Since the Supreme Court’s decision in Haggar Co. v. Helvering, 308 U.S. 389 (1940), taxpayers have been able to change the positions taken on their already-submitted returns by filing a second return, superseding the first. The precondition to doing this is straightforward: The superseding return must be filed before the due date — including timely filed extensions — for filing the initial return (see Internal Revenue Manual (IRM) §3.5.61.1.8(1); Rev. Rul. 78-256).

Check-the-box elections

Simply stated, the tax law’s entity classification rules give taxpayers the option — by means of checking a box on Form 8832, Entity Classification Election — to classify certain types of entities as corporations, partnerships, or disregarded entities. 

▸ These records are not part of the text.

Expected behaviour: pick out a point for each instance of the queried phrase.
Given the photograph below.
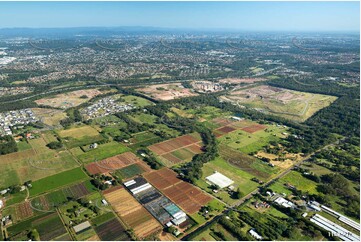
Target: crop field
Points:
(70, 99)
(166, 91)
(41, 223)
(188, 197)
(132, 170)
(177, 150)
(34, 163)
(79, 136)
(241, 178)
(113, 163)
(252, 142)
(136, 101)
(49, 117)
(132, 213)
(296, 179)
(249, 164)
(102, 152)
(50, 201)
(56, 181)
(111, 230)
(294, 105)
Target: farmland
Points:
(113, 163)
(177, 150)
(79, 136)
(188, 197)
(49, 117)
(56, 181)
(41, 223)
(132, 213)
(70, 99)
(294, 105)
(241, 178)
(34, 163)
(166, 91)
(103, 151)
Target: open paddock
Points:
(111, 230)
(70, 99)
(188, 197)
(294, 105)
(113, 163)
(166, 92)
(132, 213)
(177, 150)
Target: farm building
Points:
(137, 185)
(334, 229)
(219, 179)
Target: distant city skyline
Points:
(248, 16)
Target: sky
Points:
(248, 16)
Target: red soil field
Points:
(254, 128)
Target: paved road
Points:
(249, 195)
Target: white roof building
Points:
(219, 179)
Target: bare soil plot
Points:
(167, 91)
(295, 105)
(132, 213)
(111, 230)
(48, 116)
(70, 99)
(254, 128)
(113, 163)
(240, 80)
(177, 150)
(187, 196)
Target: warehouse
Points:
(219, 179)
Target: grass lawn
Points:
(61, 179)
(301, 183)
(33, 164)
(247, 142)
(101, 152)
(241, 178)
(23, 145)
(137, 101)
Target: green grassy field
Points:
(296, 179)
(130, 171)
(102, 152)
(241, 178)
(247, 142)
(294, 105)
(33, 164)
(55, 181)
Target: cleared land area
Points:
(166, 91)
(114, 163)
(103, 151)
(48, 116)
(241, 80)
(79, 136)
(185, 195)
(177, 150)
(131, 212)
(241, 178)
(33, 163)
(55, 181)
(294, 105)
(70, 99)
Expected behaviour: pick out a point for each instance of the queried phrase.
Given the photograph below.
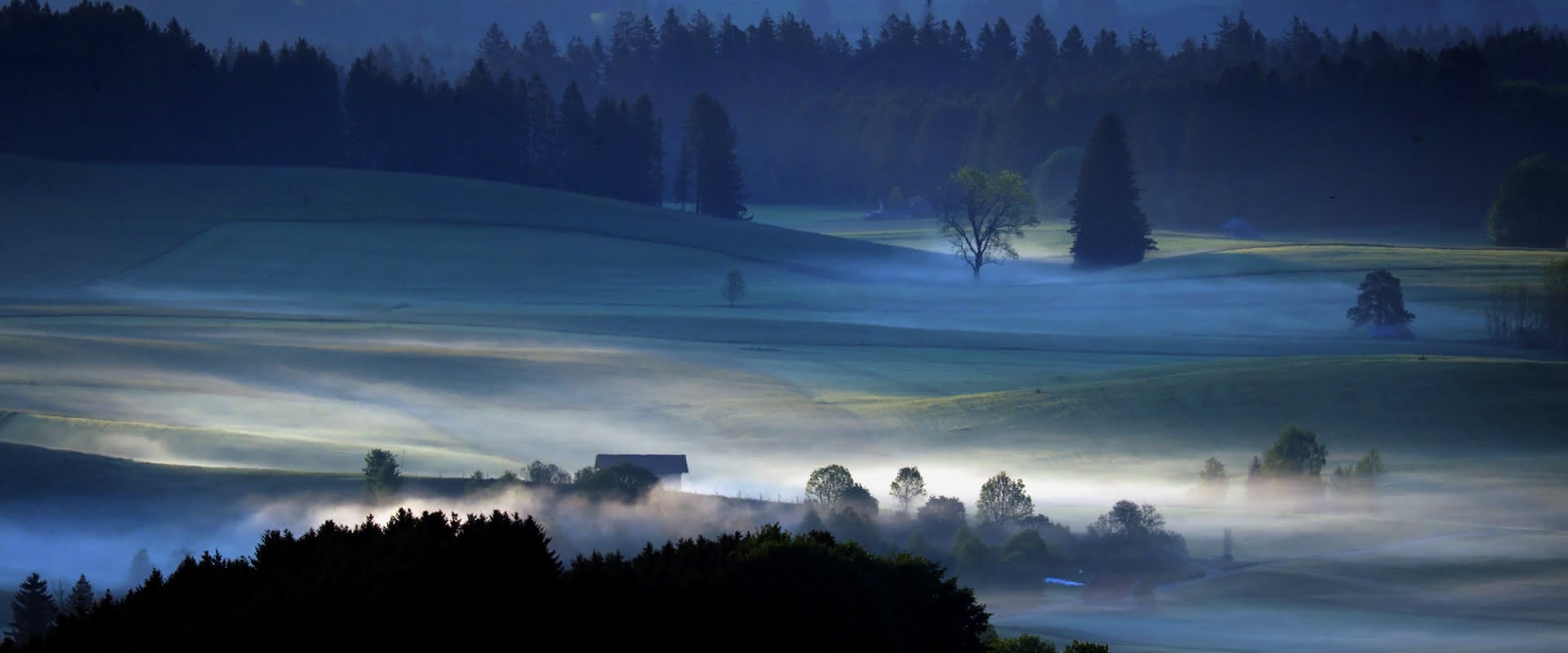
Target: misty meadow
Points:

Another tool: Requests for Sec. 9100 relief

Confusion over, and the complexity of, the Code’s election provisions are a primary reason that Regs. Secs. 301.9100-1 through 301.9100-3 provides rules permitting extensions of time for certain other late elections. The range of elections covered by the Sec. 9100 (and other) do-over provisions is extensive, including the use of the last-in, first-out inventory method, Sec. 338(g) and (h)(10) elections; dual-consolidated-loss agreements (see Regs. Sec. 1.1503(d)-1(c)); gain-recognition agreements under Sec. 367(a) (see Regs. Sec. 1.367(a)-8(p)); Foreign Investment in Real Property Tax Act statements (see Rev. Proc. 2008-27); and the timely documentation of success-based fees. 

Generally speaking, Sec. 9100 relief falls into two categories — automatic relief (under Regs. Sec. 301.9100-2) and discretionary relief (under Regs. Sec. 301.9100-3).

Automatic relief is conditioned on the taxpayer’s taking corrective action within a specified period (within either six or 12 months of the due date of the associated return). Securing discretionary Sec. 9100 relief is more cumbersome. First, it is available only for elections whose due dates are set by regulation (not by statute). Second, it will be granted only when the taxpayer can demonstrate, via the filing of one or more required affidavits and otherwise, that the taxpayer acted reasonably and in good faith and that granting relief will not prejudice the interests of the government (e.g., granting relief would result in a taxpayer’s having a lower tax liability in the aggregate for all tax years affected by the election).